Next up was the BBQ mushroom, the only vegetarian bao option at Konjo. Featuring a shiitake mushroom, hoisin sauce, a koji emulsion - created by slowly whisking koji oil - iceberg lettuce and a pickled cucumber. Of the three bao buns that I ordered, this was the most disappointing, lacking flavour, density, and consistency. It was just a little bland really. Quite disappointing.

The Katsu Chicken bao took the crown as the nicest of the three, a crispy katsu chicken. The chicken was succulent with a nice crisp, retaining the juices in a well-balanced combination of crunch and moisture, neatly combining with the Japanese mayo. In a word (or two), deliciously moreish.

Moving on to the mains this time around, we opted for two of the main dishes deciding on the Gyūdon and the Butadon Rice Bowl. I had decent expectations for the Butadon Rice Bowl, as the last time I had tried a rice bowl here it was the very excellent Chilli beef, as well as the Korean Fried Chicken, both were quite simply lip-smacking delightful.

The Butadon Rice Bowl comes with a BBQ Moss Valley pork glazed with tare (a flavoured glaze), Koshihikari rice, Burford brown egg yolk, chive, radish and la-yu chilli oil. The pork was rather nice, it’s tender presentation combined very well, all except for the Koshihikari rice, it just didn’t taste right, it was supposed to be fluffy and slightly sticky. Sadly it’s texture was not right, hard and bitty… as though it had been undercooked.

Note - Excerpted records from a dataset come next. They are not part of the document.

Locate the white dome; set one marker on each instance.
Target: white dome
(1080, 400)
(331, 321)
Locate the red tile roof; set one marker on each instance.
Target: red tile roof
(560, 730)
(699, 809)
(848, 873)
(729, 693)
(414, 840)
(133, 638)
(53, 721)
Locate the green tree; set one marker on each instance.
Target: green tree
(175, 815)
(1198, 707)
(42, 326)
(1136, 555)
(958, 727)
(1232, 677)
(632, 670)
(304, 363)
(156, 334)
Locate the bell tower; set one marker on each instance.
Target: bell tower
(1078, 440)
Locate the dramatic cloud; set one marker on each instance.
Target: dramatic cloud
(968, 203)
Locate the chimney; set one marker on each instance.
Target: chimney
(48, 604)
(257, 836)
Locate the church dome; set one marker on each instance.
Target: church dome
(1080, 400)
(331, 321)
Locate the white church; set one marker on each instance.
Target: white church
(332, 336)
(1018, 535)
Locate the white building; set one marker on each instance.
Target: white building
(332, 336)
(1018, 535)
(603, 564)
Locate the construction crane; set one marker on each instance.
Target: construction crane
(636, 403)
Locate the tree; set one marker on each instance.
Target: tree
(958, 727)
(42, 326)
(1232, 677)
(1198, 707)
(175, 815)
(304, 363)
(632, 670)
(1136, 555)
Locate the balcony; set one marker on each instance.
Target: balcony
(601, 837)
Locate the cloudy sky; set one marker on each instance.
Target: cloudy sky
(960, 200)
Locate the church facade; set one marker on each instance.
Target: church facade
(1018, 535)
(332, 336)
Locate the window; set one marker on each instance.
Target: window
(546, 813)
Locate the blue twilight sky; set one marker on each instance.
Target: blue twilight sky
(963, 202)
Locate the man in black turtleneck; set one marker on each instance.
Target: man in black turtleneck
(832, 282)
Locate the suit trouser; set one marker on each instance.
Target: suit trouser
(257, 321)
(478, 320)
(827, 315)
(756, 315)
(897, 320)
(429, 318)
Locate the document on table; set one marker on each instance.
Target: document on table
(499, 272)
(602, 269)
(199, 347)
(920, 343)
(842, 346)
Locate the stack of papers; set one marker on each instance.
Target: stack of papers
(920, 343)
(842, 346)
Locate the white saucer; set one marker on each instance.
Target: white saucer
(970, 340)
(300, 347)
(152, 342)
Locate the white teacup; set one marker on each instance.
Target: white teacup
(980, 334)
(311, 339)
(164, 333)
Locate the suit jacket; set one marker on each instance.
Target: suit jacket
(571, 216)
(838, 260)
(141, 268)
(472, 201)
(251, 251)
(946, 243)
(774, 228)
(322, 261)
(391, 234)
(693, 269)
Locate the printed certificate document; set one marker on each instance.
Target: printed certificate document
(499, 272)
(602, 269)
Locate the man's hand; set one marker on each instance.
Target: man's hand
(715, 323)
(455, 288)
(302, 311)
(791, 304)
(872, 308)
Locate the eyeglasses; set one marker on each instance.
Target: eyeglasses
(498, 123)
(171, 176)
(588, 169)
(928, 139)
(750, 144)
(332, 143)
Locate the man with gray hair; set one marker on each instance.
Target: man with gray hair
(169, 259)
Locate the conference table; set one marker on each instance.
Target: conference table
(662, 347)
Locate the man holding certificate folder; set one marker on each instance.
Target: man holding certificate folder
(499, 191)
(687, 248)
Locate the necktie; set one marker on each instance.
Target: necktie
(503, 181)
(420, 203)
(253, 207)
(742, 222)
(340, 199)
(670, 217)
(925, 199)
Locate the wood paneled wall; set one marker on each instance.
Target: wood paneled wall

The food is always presented impeccably.

Our woes with the rice continued with the highly anticipated Gyūdon, a £14 Bavette beef steak - read: flank steak - cooked over a the aforementioned authentic BBQ, koshihikari rice, onions that have been cooked in wagyu fat dashi, another feature from the Burford brown egg yolk, served up with crispy shallots. The crispy onions added a delightful crunch to the tender pink Bavette beef slices, which was honestly delicious. Sadly the dish was let down by the Koshihikari rice once again. Sure I could complain to the chef and highlight my issues with the food, and in pretty much every instance you should do. But time was of the essence and I couldn’t wait around for a replacement dish.

Perhaps I was annoyed by the disappointing BBQ mushroom bao and the underwhelming Butadon Rice Bowl, actually the rice in general was a massive let down, but I just couldn’t avoid the nagging feeling that it was so much better when I had tried the food here before. Of the mains the Gyūdon was the best only because of the flank steak with the crispy wagyu onion toppings. In total the meal cost £41.00 not including drinks that were ordered from another of the outlets there. That was for three bao buns for starters and two rice bowls for mains, which isn’t too bad and about average.

While this time around may not have been the best, Konjo is more than capable of serving up wonderful food, and it was great in my previous experience, only this time around it didn’t quite live up to expectations.

From left to right, Gyūdon (with Burford brown egg yolk) and the Butadon Rice Bowl.
At £14, the Gyūdon is the most expensive dish on the menu.